Published By The Daily Star on August 18, 2015 (Link Above)
This week Your Advocate is Barrister Omar Khan Joy, Advocate, Supreme Court of Bangladesh. He is the head of the chambers of a renowned law firm, namely, ‘Legal Counsel’, which has expertise mainly in commercial law, corporate law, family law, employment and labor law, land law, banking law, constitutional law, criminal law, IPR and in conducting litigations before courts of different hierarchies.
My husband and I got married in 2003. Both of us are Muslims and we got married as per the Islamic procedure. The marriage took place at our village in the presence of the Quazi and our family members. Later a small ceremony was held to celebrate the occasion at a community centre. Since then, we have been blessed with 2 kids.

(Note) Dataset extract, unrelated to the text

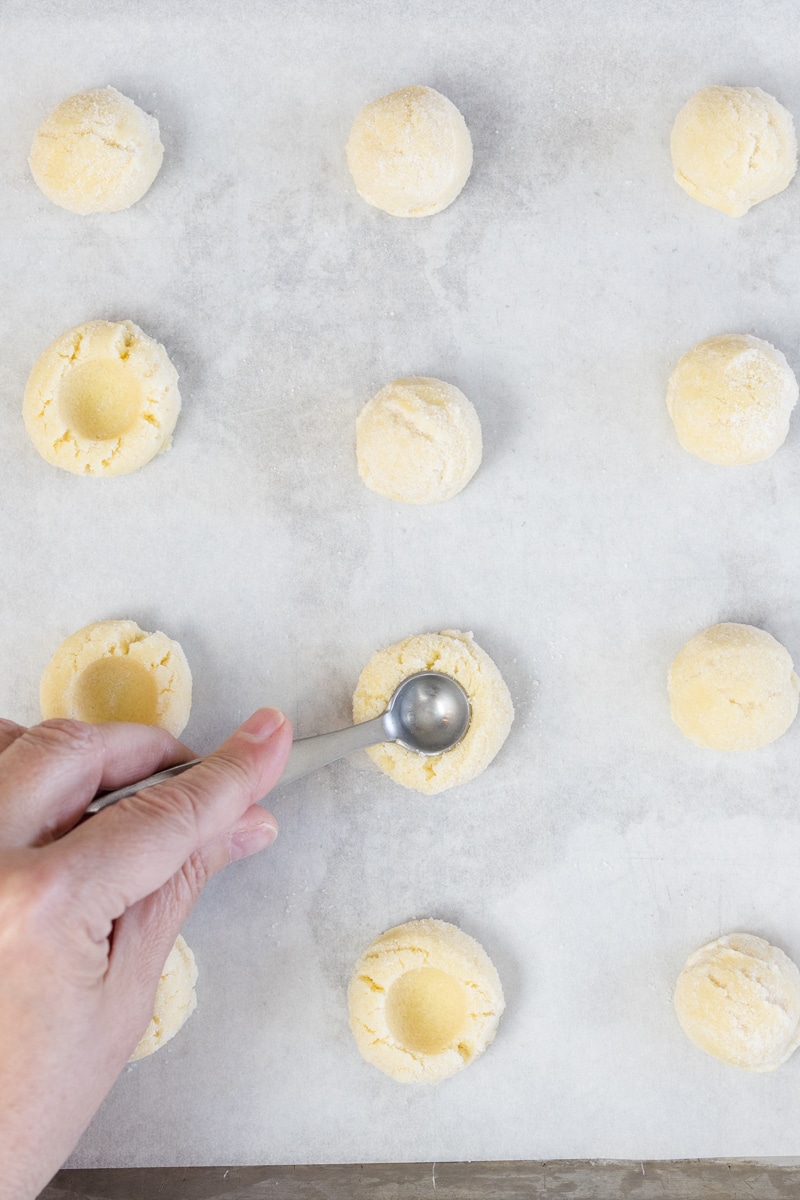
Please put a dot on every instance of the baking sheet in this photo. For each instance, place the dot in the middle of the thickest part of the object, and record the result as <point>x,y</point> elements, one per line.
<point>600,847</point>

Recently we have decided to apply for Immigration to Canada. While making the application, the Embassy informed us that we have to provide the Kabinnanma of our marriage along with the other documents. After searching for several days and speaking to the rest of the family members, we realised that no Kabinnama was prepared following our marriage. Now I have the following questions:
* Is our marriage invalid as there is no Kabinnama? Do we have to get married again?

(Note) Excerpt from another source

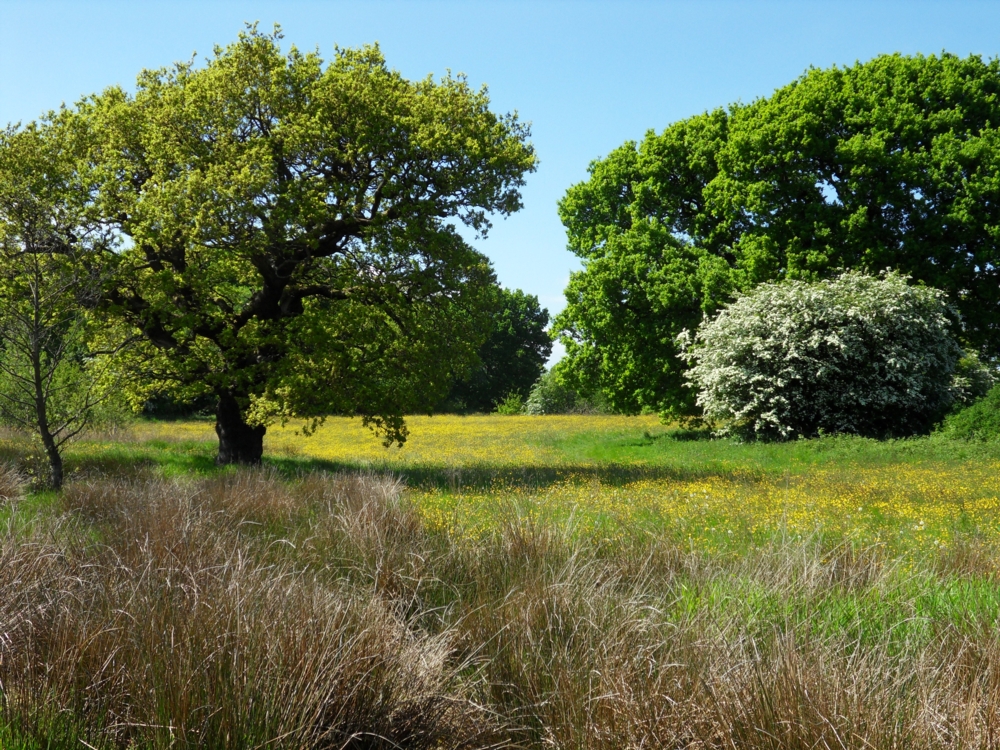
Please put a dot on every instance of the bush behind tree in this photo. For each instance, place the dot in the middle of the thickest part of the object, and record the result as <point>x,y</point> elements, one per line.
<point>857,354</point>
<point>889,163</point>
<point>979,421</point>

* Can we make a new Kabinnama for our marriage that took place in 2003?
* I will be very grateful if you can help us with a reply since my husband and I are now very worried about the validity of our marriage and the fate of our children!
Married and confused.
I understand your exasperation at realising after all these years that a Nikahnama for your marriage back in 2003 had not been executed. To relieve you of the confusion, allow me to clarify at the outset that the failure to execute the Nikahnama, after your marriage had been solemnised by the Quazi at your village, does not make your marriage invalid. I shall first explain the procedure for a valid Muslim marriage, and then move on to explain which steps had not been fulfilled in relation to your marriage in 2003. I shall also focus on the appropriate steps that you and your husband can now take in the given scenario.
In Bangladesh, ‘Marriage’ is considered to be the social and legal union between a man and a woman in order to live together. Since law is personal in Bangladesh, the provisions of Muslim law regarding marriage are applied to the Bangladeshi Muslims in relation to the procedures of marriage, and the registration of marriages is governed by the Muslim Marriages and Divorces (Registration) Act-1974. Registration of a Muslim marriage has been made mandatory by S3 of the Act. Non-registration of the marriage causes a doubt on the solemnisation of the marriage itself, but does not make it automatically invalid. S5 of the Act further provides that once solemnized, a marriage shall be registered either immediately, or within 30 days if the marriage is solemnized by someone other than the Quazi.
Fortunately, the only effect of failing to register a marriage is that it amounts to an offence on the part of the person responsible for effecting registration, making him liable to imprisonment of a maximum of 2 years or fine of maximum BDT 3000, or both. There is no other effect stipulated in the Act, and therefore, the way forward for you and your husband shall now be to get your marriage duly registered. The procedure for registration is as follows:
* For the registration to be valid, the Nikah Registrar (i.e the Quazi) who undertakes such registration shall be in possession of a valid license granted by the Government. You shall, therefore, ensure that the Quazi who had solemnised your marriage and who will now register it, has a valid licence.
* The Nikah Registrar shall then fill up the columns of the Register of Marriage and obtain the requisite signatures.
* The place of registration shall be within the jurisdiction of the particular Nikah Registrar who undertakes the registration. As such, you shall ensure that your marriage is registered in the same jurisdiction where it was solemnised.
* On completion of registration of your marriage, the Quazi shall deliver to you and your husband an attested copy of the entry in the register, which shall serve as your Nikahnama.